Students through eighth grade do not need to show a student ID to get a free ride, Koslen said, but high school students do. The transit agency found that bus drivers were comfortable separating middle school and high school students by glance, he said.

Prior to the free rides, it cost $1.50 to take the bus one way, 17-year-old Ronnie, who did not want to give her last name, said. On Dec. 20, with schools closed for the Christmas holiday, Ronnie waited for a bus toward home at the transit center in downtown Santa Rosa, her arms full of new books.

Ronnie rode the bus to Maria Carrillo High School even when she had to pay, and noted that though the fare was low, riding to school five days a week adds up. With 180 school days in California’s public school calendar, it would cost a student $540 a year to ride the bus between campus and home twice a day.

Ronnie said that since the fare for students was suspended she has had a lot more company this year, as she uses CityBus to reach her current school, the private Victory Christian Academy in Rincon Valley.

“There are a lot of students riding the bus now,” she said.

And not just on school days.

The free rides have expanded the range of Santa Rosa’s youth, advocates for the program said, allowing them to roam the city without needing money or rides from parents.

The same day The Press Democrat spoke to Ronnie, a group of four boys took turns jumping skateboards off the curb until a bus driver told them it was time to board. They said they enjoyed riding for free but didn’t have time to speak with a reporter otherwise. They had to catch a Route 1 bus.

But the impact is greatest on school children, particularly those from low-income and economically disadvantaged households, Lacinda Moore, a teacher at Comstock Middle School, said.

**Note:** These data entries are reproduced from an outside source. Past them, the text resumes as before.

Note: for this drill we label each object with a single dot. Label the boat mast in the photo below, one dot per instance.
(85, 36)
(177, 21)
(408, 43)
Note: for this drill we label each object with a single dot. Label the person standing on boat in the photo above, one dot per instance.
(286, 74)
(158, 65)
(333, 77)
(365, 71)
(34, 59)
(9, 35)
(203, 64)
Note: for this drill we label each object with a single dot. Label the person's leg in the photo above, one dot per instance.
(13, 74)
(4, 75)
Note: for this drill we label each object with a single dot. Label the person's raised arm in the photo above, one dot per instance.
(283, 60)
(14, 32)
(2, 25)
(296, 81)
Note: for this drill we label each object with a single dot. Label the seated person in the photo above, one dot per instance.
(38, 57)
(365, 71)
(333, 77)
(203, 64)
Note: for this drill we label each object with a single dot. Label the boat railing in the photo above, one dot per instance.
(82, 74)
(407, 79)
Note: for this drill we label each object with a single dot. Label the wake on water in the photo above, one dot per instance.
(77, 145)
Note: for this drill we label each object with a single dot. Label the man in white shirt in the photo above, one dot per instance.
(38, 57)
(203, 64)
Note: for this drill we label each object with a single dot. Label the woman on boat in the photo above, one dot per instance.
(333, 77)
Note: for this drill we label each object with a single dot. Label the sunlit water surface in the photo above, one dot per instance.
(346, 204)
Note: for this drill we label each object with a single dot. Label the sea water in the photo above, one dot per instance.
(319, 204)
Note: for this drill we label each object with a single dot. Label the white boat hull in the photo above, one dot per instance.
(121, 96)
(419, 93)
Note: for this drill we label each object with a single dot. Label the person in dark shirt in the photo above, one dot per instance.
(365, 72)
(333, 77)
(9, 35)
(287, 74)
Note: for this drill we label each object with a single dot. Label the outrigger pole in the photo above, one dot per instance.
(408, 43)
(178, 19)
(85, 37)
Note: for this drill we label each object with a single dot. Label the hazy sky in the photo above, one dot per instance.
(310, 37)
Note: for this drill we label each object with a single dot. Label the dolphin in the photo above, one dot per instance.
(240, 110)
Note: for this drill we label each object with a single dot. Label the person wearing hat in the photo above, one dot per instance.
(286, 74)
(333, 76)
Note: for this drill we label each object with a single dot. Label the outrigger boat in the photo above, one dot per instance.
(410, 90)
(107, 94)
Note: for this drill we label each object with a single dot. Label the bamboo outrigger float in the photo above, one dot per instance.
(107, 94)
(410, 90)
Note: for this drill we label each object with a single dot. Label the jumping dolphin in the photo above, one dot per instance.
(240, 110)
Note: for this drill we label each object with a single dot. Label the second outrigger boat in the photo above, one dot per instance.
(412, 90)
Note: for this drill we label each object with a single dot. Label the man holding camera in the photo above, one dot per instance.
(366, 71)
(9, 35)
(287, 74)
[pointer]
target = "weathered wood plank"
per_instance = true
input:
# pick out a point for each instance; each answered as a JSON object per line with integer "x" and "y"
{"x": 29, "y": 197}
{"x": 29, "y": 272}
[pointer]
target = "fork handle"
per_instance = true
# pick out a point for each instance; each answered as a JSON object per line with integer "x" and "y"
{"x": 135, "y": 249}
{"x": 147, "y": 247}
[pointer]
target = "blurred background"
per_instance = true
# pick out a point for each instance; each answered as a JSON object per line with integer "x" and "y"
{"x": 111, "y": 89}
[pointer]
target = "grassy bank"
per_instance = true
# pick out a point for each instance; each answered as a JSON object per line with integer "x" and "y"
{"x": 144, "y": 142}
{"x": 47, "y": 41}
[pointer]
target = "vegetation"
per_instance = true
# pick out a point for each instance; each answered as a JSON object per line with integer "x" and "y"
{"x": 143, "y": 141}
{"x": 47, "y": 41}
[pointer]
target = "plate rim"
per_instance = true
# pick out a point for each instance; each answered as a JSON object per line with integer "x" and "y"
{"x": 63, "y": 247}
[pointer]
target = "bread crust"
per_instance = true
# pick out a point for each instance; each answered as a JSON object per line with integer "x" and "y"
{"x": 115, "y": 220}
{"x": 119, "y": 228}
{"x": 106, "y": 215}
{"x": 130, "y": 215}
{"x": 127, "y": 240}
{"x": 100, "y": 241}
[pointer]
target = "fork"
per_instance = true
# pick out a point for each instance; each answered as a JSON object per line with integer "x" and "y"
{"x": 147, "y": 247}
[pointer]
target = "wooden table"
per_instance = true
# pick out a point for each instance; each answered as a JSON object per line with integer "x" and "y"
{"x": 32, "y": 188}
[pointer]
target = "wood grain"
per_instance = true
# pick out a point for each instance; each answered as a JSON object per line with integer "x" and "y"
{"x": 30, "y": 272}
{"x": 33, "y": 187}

“My poorest students are riding the bus and there’s one less thing these families have to worry about,” Moore said. She recalled a student in one of her classes who did not own a cell phone using the school’s landline to call home, see what the family needed from a food bank, and then take the bus there to pick up the supplies before taking another bus home.

For many students, Moore said, the free bus promotes independence. “My mom was a single mom and she always said ‘if you want to go somewhere, get on a bus and go there.’ I find it really empowering these kids have this autonomy.”

The free rides are particularly valuable for students with intellectual disabilities, because it can give them “independent living skills,” she said. “If they can learn to ride the bus then that can be an adaptive learning feature. And it can get them used to (public transit) and demystify it for them.”

Moore hoped the city would consider the program after the one year pilot run ends, she said, even if it has to find funding internally instead of through regional grant programs. The bus rides promote city goals of connectivity and public transit-oriented communities, she said.